Polypeptides containing the motif ((GA)mGX)n occur in silk and have a strong tendency to self-assemble. For example, polypeptides containing (GAGAGAGX)n, where X = G or H have been observed to form filaments; similar sequences but with X = Q have been used in the design of coat proteins (capsids) for artificial viruses. The structure of the (GAGAGAGX)m filaments has been proposed to be a stack of peptides in a β roll structure with the hydrophobic side chains pointing outwards (hydrophobic shell). Another possible configuration, a β roll or β solenoid structure which has its hydrophobic side chains buried inside (hydrophobic core) was, however, overlooked. We perform ground state analysis as well as atomic-level molecular dynamics simulations, both on single molecules and on two-molecule stacks of the silk-inspired sequence (GAGAGAGQ)10, to decide whether the hydrophobic core or the hydrophobic shell configuration is the most stable one. We find that a stack of two hydrophobic core molecules is energetically more favorable than a stack of two hydrophobic shell molecules.

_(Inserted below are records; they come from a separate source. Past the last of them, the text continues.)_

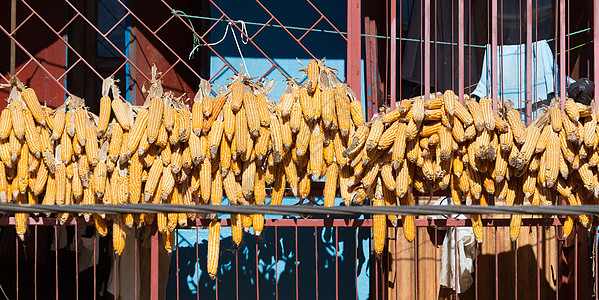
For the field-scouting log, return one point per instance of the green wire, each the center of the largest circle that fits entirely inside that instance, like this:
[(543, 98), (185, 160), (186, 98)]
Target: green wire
[(183, 14)]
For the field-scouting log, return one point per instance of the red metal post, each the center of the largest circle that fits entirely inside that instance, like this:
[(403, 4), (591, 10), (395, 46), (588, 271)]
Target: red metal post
[(596, 49), (354, 45), (529, 58), (154, 263), (494, 56), (562, 50), (427, 49), (460, 49), (393, 54)]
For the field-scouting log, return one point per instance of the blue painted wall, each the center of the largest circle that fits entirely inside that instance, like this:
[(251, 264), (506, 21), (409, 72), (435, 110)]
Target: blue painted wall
[(353, 244)]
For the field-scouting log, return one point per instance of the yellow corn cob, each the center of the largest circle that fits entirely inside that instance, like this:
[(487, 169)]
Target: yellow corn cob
[(104, 117), (571, 110), (296, 117), (477, 115), (136, 132), (232, 189), (18, 120), (59, 123), (568, 225), (118, 235), (589, 133), (261, 104), (486, 107), (343, 109), (329, 116), (213, 248), (236, 95), (448, 102), (556, 118), (517, 127), (357, 112), (80, 116), (5, 124), (33, 105), (215, 137), (462, 113), (32, 136), (236, 229), (205, 179), (418, 110), (251, 112), (241, 132), (306, 105), (152, 181), (434, 103), (379, 228), (312, 70)]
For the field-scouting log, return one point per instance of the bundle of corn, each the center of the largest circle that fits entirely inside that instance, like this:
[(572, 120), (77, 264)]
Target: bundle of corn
[(239, 143), (440, 143)]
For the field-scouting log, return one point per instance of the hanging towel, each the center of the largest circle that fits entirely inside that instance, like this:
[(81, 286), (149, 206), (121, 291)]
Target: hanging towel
[(511, 77), (466, 251)]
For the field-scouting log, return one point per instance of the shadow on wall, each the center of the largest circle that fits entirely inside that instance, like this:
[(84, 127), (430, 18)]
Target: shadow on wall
[(277, 273)]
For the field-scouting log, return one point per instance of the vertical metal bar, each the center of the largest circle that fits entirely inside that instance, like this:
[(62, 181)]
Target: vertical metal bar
[(135, 253), (13, 25), (77, 261), (476, 271), (427, 49), (177, 261), (596, 53), (355, 262), (496, 267), (116, 277), (296, 268), (395, 258), (198, 265), (393, 55), (455, 257), (277, 263), (538, 263), (316, 258), (558, 256), (435, 261), (576, 262), (354, 46), (460, 51), (56, 260), (416, 263), (562, 50), (515, 269), (154, 269), (529, 58), (493, 38), (596, 243), (257, 270), (237, 273), (399, 49), (94, 260), (17, 263), (336, 262), (376, 277), (35, 264)]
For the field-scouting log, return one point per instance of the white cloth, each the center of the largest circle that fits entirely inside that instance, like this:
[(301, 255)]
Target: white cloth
[(511, 73), (466, 250), (126, 270), (84, 249), (466, 246)]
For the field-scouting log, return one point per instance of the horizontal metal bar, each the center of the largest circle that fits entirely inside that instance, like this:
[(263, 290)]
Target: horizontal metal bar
[(301, 222), (290, 210), (182, 14)]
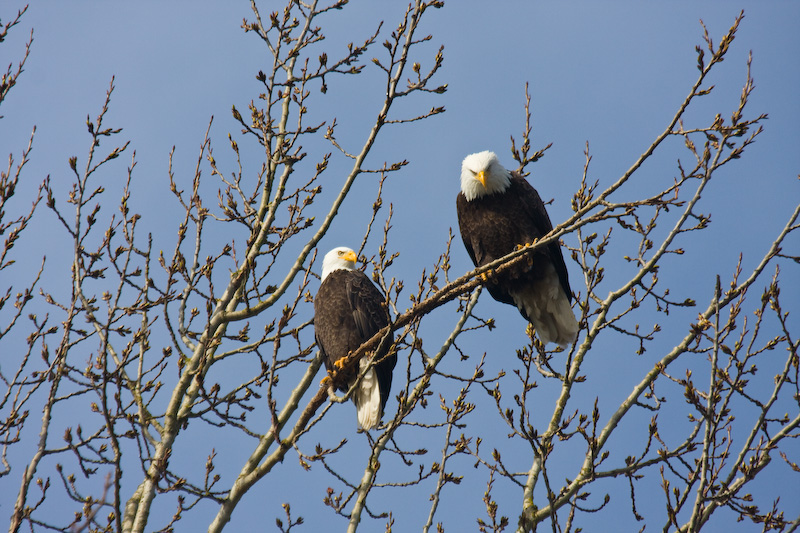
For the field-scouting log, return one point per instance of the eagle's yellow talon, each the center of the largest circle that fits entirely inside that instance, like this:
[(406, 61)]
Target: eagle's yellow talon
[(485, 276)]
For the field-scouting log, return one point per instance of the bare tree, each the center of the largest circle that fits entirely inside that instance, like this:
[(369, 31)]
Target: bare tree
[(166, 346)]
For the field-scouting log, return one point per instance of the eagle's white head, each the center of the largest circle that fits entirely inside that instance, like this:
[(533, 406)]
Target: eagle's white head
[(482, 174), (338, 258)]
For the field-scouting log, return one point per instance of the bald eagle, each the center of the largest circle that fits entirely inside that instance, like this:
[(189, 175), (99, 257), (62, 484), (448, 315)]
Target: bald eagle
[(348, 311), (498, 211)]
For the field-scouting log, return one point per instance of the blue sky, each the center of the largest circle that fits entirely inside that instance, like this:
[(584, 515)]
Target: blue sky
[(611, 75)]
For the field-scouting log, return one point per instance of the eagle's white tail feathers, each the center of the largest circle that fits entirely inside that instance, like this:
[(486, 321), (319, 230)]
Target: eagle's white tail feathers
[(548, 309), (368, 398)]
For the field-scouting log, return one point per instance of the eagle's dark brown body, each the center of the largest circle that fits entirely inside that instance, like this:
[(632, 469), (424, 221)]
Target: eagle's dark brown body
[(492, 226), (349, 310)]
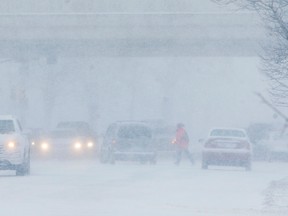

A shell molecule initially placed in a perfect β roll structure tends to rotate its strands, breaking in-plane hydrogen bonds and forming out-of-plane hydrogen bonds, while a core molecule stays in the β roll structure. The hydrophobic shell structure has type II' β turns whereas the core configuration has type II β turns; only the latter secondary structure agrees well with solid-state NMR experiments on a similar sequence (GA)15. We also observe that the core stack has a higher number of intra-molecular hydrogen bonds and a higher number of hydrogen bonds between stack and water than the shell stack. Hence, we conclude that the hydrophobic core configuration is the most likely structure. In the stacked state, each peptide has more intra-molecular hydrogen bonds than a single folded molecule, which suggests that stacking provides the extra stability needed for molecules to reach the folded state.